YORKSHIRE’S mid-market businesses are set to outperform their rivals in Germany, France and Italy, despite the fact that many are struggling to find the right staff, according to a new report.
The latest GE Capita report on the European mid-market provides further evidence that the UK economy is enjoying a sustainable recovery in which many firms are fighting to attract the most talented staff.
The average UK mid-market company, which is defined as posting annual turnover of £15m to £800m is set to grow sales by 6.1 per cent in the next 12 months, compared with 4.8 per cent in Germany, 3.4 per cent in France and 3.8 per cent in Italy. This equates to projected UK mid-market revenue growth of £133bn in the next 12 months.

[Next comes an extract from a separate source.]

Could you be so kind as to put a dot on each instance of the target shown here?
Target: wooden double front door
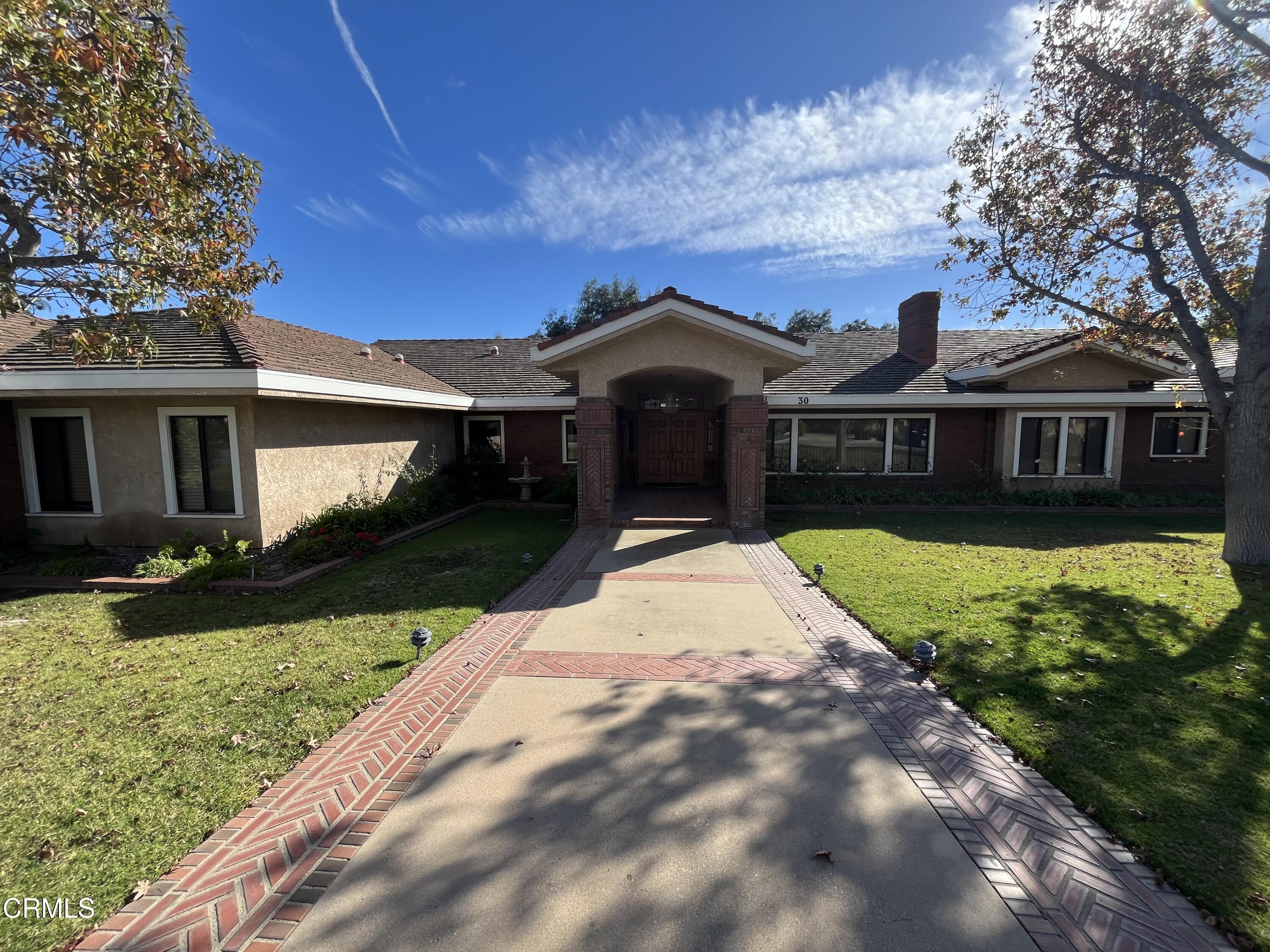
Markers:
(671, 447)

In Yorkshire, 74 per cent of mid-market companies grew their revenues in the previous 12 months, according to the research. These companies are set to grow revenues by an average of 6.4 per cent, which is almost double that of the previous 12 months and slightly above the UK average. Altogether, 67 per cent
of mid-market companies are confident about the outlook for their business. This is the second highest proportion of any region across the UK, and 49 per cent are looking to increase the number of internships they offer in the next 12 months. Over the next year an estimated 326,000 jobs are set to be created by mid-market companies in the UK compared with 150,000 in Germany, as the UK mid-market seeks to accelerate recruitment in response to increasing sales.

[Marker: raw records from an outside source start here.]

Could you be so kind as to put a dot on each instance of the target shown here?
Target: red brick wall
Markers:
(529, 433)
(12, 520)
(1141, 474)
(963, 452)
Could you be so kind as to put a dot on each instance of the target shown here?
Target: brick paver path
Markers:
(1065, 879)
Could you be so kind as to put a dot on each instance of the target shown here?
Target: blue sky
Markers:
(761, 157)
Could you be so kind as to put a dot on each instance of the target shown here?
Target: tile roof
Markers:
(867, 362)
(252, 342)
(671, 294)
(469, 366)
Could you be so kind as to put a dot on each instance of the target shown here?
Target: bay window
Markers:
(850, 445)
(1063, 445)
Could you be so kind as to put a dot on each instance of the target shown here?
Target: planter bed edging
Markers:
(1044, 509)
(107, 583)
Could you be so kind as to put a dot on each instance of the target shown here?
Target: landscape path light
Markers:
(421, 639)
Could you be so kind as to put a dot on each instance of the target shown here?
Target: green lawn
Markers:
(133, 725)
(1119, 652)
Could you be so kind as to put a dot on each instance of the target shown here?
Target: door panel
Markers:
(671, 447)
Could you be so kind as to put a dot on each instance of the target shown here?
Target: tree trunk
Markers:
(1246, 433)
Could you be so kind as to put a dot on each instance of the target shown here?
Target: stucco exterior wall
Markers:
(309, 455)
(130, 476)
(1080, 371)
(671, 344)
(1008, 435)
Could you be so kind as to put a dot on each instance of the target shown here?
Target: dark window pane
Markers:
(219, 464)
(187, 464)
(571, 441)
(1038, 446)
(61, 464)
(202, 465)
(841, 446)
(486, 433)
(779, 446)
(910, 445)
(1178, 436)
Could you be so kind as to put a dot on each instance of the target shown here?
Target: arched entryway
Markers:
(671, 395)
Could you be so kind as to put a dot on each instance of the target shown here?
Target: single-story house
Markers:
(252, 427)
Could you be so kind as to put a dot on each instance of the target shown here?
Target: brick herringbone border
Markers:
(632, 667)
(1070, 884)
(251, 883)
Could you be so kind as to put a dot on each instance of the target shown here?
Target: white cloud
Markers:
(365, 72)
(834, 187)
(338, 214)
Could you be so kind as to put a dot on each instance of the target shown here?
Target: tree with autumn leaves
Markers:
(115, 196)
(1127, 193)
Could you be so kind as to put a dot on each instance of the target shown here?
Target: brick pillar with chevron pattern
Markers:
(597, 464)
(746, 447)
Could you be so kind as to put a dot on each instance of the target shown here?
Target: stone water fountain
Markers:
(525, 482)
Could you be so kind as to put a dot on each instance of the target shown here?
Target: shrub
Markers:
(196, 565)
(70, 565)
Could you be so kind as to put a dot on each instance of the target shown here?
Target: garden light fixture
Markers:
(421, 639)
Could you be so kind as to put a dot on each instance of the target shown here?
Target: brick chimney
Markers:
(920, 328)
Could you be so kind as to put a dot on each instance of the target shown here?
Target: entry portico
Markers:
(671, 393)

The study also found that one in three UK mid-market firms that currently have offshore activities are considering re-shoring some of them over the next three years. While the outlook for sales and workforce growth is bullish, the findings highlight an emerging skills shortage. Attracting employees with the right set of skills has emerged as the principal challenge facing the UK mid-market in 2014, followed by attracting top managerial talent and retaining talented employees. This is a shift from the 2013 research, when keeping down business costs and overheads was the top challenge.
Ilaria del Beato, the chief executive of GE Capital UK, said: “The success of the mid-market is crucial for the UK economy. Just 1.7 per cent of all businesses provide over one third of private sector GDP, revenues and employment. Yet while the mid-market is thinking bigger, it still has critical challenges to overcome, particularly as the competition for talent becomes much tougher, more so than regulation, keeping costs down, and access to finance.”

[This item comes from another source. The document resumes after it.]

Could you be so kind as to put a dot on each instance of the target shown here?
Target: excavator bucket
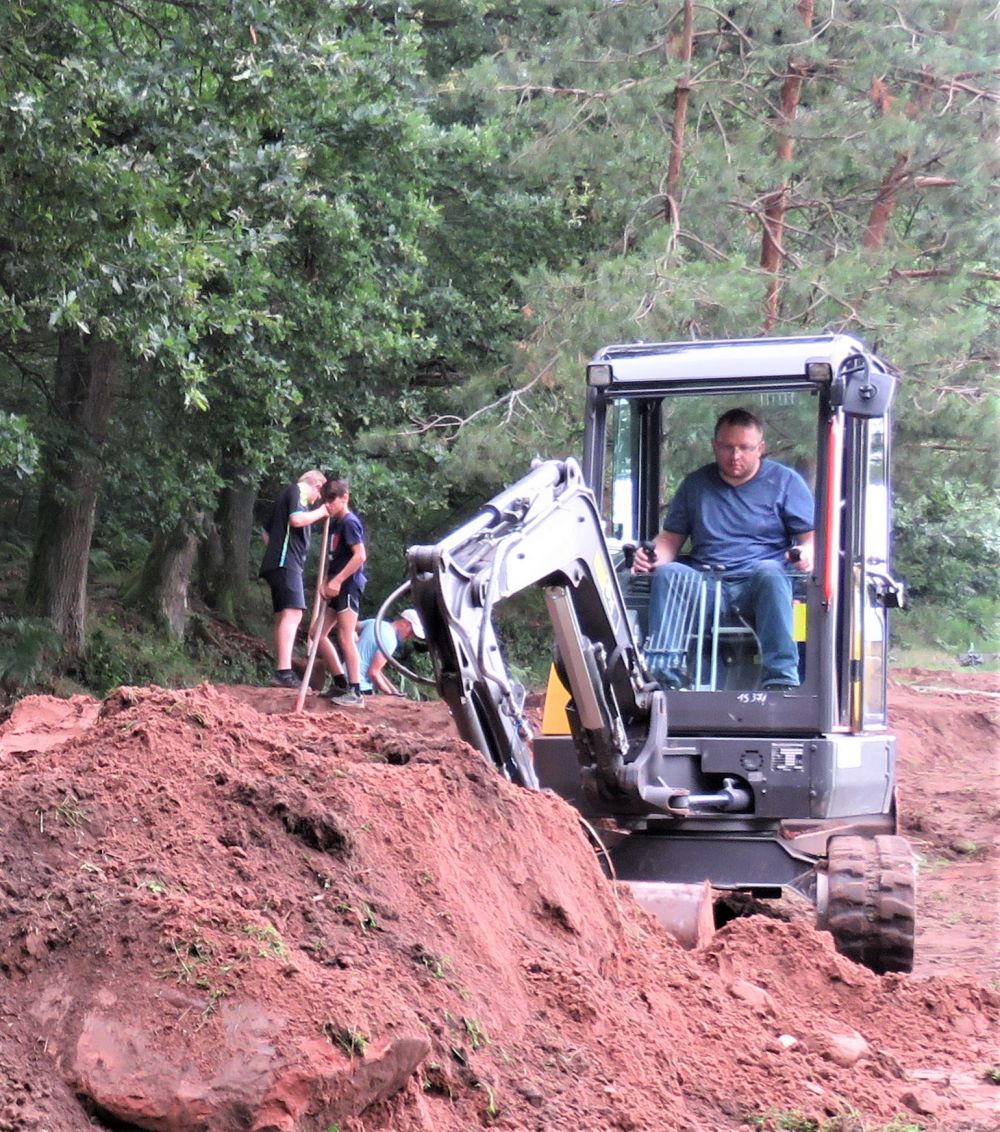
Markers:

Lord Livingston, the Minister of State for Trade and Investment, said: “This report is very encouraging for the UK and its mid-sized businesses. I’m particularly pleased to see their entrepreneurial attitude to exports, which is critical to growth. UK Trade & Investment is continuing to support the UK’s mid-sized businesses to help them maximise their potential and tap into fast-growing overseas markets.”
John Cridland, the Director-General of the CBI, said: ”As the economic recovery continues to build momentum, UK mid-market firms are playing a key role in creating new jobs and markets, as well as competing on the international stage. We must build on this strong performance; addressing skills gaps and overcoming concerns around cost pressures.”
The study also found that firms in the North of England have more complaints about the quality of transport and broadband connections than their rivals in other regions.